Olağandışı koşulların belirleyiciliği!
Kısa vadeli bakış açısı ile ne olup bittiğini anlamanın olanaksızlaştığı bir süreçten geçiyoruz. Sistemi oluşturan kurumsal yapının etkili ve yetkili kesimleri de bu durumdan yararlanarak gelişmeleri kontrol altına almaya çalışıyor! Fakat belirsizlik ve kırılganlık algısının dalgalı bir şekilde yükselmesi, güvensizliğin belirleyici olması önlenemiyor; piyasalarda işlem hacimleri geriliyor ve fiyat oynaklıkları artıyor. Yeni normalin nasıl olacağını kimse kestiremiyor; pek bir şeyin değişmeyeceği zorlamasına itibar edenler, azınlık konumuna düşmekten kurtulamıyor!
Bu aşamada sormak gerekiyor; bilgi kirliliğinin yarattığı sisler dağılmaya ve ne olup bittiği anlaşılır hale geldiğinde ne tür eğilimler yaşanır? Bu konuda netleşmiş ve yaşanmış gelişmeler ile doğruluğu teyit edilmiş tahminlerimiz var; kısa vadeli bakış açısını en başından beri reddettiğimiz için yazılarımızda bu tür sorulara yanıt aramaya çalışıyoruz. Kendi düşüncelerimizi şimdilik bir kenara bırakıp, karşı tarafın önemli isimlerinden birinin bazı itiraflarını irdelemeye çalışalım!
ABD Merkez Bankası'nın bir önceki başkanı, görev yaptığı 2006-2013 dönemini değerlendiren bir kitap yazmış. Söz konusu eseri henüz okumadık; fakat basına yansıyan bazı söylemleri ilginç tartışmaların gündeme gelebileceğini düşündürüyor! Eski para otoritesi Başkanı, mali sektör konusunda daha katı ve kararlı olmalıydık anlamına gelen bir ifade ile pişmanlığını itiraf ediyor! ABD Ekonomisinin yüzde 1’den daha yüksek kısa vadeli faizleri kaldıramayacağını iddia ediyor!
Yukarıda kısaca özetlemeye çalıştığımız değerlendirmeler, eski başkanın görev yaptığı döneme göre bugün daha endişeli olduğunu düşündürüyor! Muhtemelen işler karışıp kırılganlık arttıkça geçmişin de acımasızca eleştirileceğini görüyor, savunması ile itiraflarını bir kitap şeklinde yayınlamak ve günah çıkartmak ihtiyacı duyuyor! Ayrıca söz konusu kurumun yönetimini de uyarıyor!
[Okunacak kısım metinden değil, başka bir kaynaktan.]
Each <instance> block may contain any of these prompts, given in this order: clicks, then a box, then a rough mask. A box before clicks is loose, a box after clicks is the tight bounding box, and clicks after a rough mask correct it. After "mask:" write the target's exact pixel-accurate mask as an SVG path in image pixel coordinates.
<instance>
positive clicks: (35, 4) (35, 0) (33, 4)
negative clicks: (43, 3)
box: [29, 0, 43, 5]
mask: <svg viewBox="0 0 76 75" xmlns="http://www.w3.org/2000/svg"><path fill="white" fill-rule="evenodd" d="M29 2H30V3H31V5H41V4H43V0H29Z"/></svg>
Olağandışı koşullar, doğru bildiğiniz eylemlerin hayata geçirilebilmesini ve dik durulabilmesini engelleyebiliyor! Hatta rahat uyumak ve yapılanı savunmak adına bir çeşit kişilik değişimi bile söz konusu olabiliyor. Koşullar yeniden olumsuzlaşmaya başladığında, herhangi bir sorumluluğunuz kalmamış olsa bile pişmanlıklar canlanıyor ve bir şeyler yapmaya zorluyor! Yaklaşık otuz yıldır, benzer sıkıntılar para otoritesine patronluk yapanların kaderi olmuş gibi görünüyor; yanlış ve yok edilmesi gerektiğini düşündükleri eğilimleri besleyerek büyütmek zorunda kaldılar, pişmanlıklar yaşadılar!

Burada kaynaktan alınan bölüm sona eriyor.